Por Cosijopi Montero / Director de Reforestación Extrema

Un video publicado en el Instagram de MASOXIGENOMX proponen construir “fábricas” urbanas de oxígeno para combatir la contaminación atmosférica urbana, esto pone en evidencia que en general la población tiene un profundo desconocimiento por un lado, las causas, los agentes y las consecuencias de la contaminación en las ciudades y por otro, los procesos biológicos con los que funciona la naturaleza.

Es una noble aunque inútil “solución” para un problema que requiere más que  tecnología.

La iniciativa busca fondos para construir árboles artificiales que con algas encapsuladas, produzcan oxígeno a partir del aire contaminado. Se oye bien pero está sustentada en una tesis falsa.

Los inventores desconocen que la contaminación del aire por sólidos y gases no se mitiga agregando oxígeno al caldo contaminado. El exceso de sal, no se quita agregando azúcar. Lo salado se evita no poniéndole sal.  La intoxicación y posible muerte por inhalación de humo de una persona atrapada en un incendio se evita, previendo el incendio o bien sacando a la víctima de la zona y no agregando oxígeno a la nube de humo.

La mala calidad del aire no es sinónimo de falta de oxígeno, es mala porque el aire está contaminado.

Los grandes productores del oxígeno a nivel planetario, son los océanos. Lo que nos está matando no es la falta de oxígeno, es la química atmosférica tóxica con sólidos suspendidos que se meten a nuestro cerebro y los gases tóxicos que afectan nuestro cuerpo.

Desconocen los servicios ambientales de los árboles.
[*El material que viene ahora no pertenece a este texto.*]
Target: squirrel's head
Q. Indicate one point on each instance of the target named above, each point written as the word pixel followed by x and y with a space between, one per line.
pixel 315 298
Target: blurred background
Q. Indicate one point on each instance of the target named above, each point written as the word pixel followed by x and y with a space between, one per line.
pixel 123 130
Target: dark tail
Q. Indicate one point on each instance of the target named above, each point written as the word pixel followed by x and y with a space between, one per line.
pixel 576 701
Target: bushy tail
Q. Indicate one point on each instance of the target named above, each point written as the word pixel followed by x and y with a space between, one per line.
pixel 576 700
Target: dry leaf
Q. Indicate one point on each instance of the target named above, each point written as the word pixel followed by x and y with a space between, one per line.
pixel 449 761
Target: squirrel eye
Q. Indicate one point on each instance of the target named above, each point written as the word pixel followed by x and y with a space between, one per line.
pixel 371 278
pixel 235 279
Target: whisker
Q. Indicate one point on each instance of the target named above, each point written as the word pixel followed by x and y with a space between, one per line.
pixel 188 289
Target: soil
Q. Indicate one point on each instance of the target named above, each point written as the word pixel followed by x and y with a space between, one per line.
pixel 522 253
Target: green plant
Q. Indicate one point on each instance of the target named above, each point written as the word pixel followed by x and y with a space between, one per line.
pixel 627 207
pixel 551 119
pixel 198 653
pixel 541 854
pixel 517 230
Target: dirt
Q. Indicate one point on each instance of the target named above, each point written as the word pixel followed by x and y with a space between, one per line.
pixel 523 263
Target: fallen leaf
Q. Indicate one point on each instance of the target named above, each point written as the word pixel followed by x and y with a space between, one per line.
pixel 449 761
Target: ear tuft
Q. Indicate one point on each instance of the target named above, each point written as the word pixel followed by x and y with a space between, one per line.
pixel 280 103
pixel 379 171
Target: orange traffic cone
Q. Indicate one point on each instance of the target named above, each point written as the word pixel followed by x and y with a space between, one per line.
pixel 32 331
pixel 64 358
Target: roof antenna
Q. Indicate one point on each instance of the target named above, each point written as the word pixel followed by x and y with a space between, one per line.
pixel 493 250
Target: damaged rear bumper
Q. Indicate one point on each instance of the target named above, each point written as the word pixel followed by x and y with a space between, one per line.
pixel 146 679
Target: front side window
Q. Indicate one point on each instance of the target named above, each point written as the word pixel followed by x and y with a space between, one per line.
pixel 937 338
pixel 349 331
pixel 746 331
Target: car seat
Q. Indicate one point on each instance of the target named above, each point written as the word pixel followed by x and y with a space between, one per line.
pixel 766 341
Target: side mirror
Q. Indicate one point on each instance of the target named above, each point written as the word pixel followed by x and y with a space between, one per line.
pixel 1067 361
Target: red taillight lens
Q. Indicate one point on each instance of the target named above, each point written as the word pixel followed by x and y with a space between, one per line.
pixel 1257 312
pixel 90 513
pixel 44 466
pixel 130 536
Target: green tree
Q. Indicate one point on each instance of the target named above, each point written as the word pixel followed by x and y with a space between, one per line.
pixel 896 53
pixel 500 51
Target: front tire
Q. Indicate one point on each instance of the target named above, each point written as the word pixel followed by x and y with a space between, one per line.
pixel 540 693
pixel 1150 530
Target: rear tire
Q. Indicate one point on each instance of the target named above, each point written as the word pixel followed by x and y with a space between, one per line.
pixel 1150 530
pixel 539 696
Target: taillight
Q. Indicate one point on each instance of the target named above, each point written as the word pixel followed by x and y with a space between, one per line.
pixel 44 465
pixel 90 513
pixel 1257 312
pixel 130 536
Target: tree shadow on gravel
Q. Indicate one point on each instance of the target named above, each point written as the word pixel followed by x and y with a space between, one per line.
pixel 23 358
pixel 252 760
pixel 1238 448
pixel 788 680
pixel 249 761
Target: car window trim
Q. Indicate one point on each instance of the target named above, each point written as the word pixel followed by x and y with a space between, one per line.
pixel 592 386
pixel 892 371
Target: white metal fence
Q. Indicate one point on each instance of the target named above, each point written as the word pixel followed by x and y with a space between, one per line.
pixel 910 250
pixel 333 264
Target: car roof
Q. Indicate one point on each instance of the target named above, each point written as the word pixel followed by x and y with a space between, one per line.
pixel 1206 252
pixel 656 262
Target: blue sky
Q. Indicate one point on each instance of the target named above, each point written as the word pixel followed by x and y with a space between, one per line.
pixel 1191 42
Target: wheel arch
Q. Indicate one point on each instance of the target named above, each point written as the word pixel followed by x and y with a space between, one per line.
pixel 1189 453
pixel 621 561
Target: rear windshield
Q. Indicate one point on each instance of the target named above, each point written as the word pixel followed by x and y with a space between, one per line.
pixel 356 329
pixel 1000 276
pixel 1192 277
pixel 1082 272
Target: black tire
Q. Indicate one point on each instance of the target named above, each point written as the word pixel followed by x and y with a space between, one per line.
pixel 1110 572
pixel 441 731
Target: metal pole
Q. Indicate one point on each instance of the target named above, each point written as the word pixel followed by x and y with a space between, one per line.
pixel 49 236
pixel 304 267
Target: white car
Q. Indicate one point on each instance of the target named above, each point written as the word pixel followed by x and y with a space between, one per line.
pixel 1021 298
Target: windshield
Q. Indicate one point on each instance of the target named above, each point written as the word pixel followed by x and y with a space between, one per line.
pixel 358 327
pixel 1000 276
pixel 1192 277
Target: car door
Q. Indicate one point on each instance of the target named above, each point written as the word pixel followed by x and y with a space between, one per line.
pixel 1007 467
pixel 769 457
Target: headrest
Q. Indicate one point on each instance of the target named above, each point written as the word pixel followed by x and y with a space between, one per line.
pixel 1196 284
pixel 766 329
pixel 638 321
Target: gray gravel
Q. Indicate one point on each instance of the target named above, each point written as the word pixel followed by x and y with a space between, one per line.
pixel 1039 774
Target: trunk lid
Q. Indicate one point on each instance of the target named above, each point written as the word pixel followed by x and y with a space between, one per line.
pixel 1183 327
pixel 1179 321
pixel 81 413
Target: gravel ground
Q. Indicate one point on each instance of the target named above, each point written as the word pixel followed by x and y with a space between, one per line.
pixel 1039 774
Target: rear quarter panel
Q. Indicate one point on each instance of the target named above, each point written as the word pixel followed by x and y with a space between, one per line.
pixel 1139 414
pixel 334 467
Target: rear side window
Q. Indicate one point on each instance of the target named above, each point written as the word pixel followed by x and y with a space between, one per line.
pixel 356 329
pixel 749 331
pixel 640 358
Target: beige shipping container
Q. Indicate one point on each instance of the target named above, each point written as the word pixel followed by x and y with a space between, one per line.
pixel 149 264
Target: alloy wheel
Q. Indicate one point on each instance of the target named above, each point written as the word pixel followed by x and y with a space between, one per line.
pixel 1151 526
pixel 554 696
Su función no es sólo proveer oxígeno, de hecho hay árboles que lejos de producirlo, debido a su edad, lo consumen.

La contaminación de los centros urbanos son producto de malas políticas públicas que promueven manchas urbanas extendidas; falta de transporte público de calidad, seguro y barato; combustibles de pésima calidad, parque vehicular sin control de emisiones; espacios públicos expuestos al sol con el incremento  de la Isla de Calor;  terrenos desprovistos de una capa vegetal de largo plazo y así un sin fin de pendientes.

¿Para qué “invertir” en algo que es mejor y ya existe? ¿Para qué “invertir” en lo que no va a resolver de fondo el problema?

Debemos invertir tiempo en educar a la población para que su proceso de toma de decisiones esté a la altura del desafío que tenemos con base en la ciencia y la tecnología que sí ayude a resolver nuestros problemas.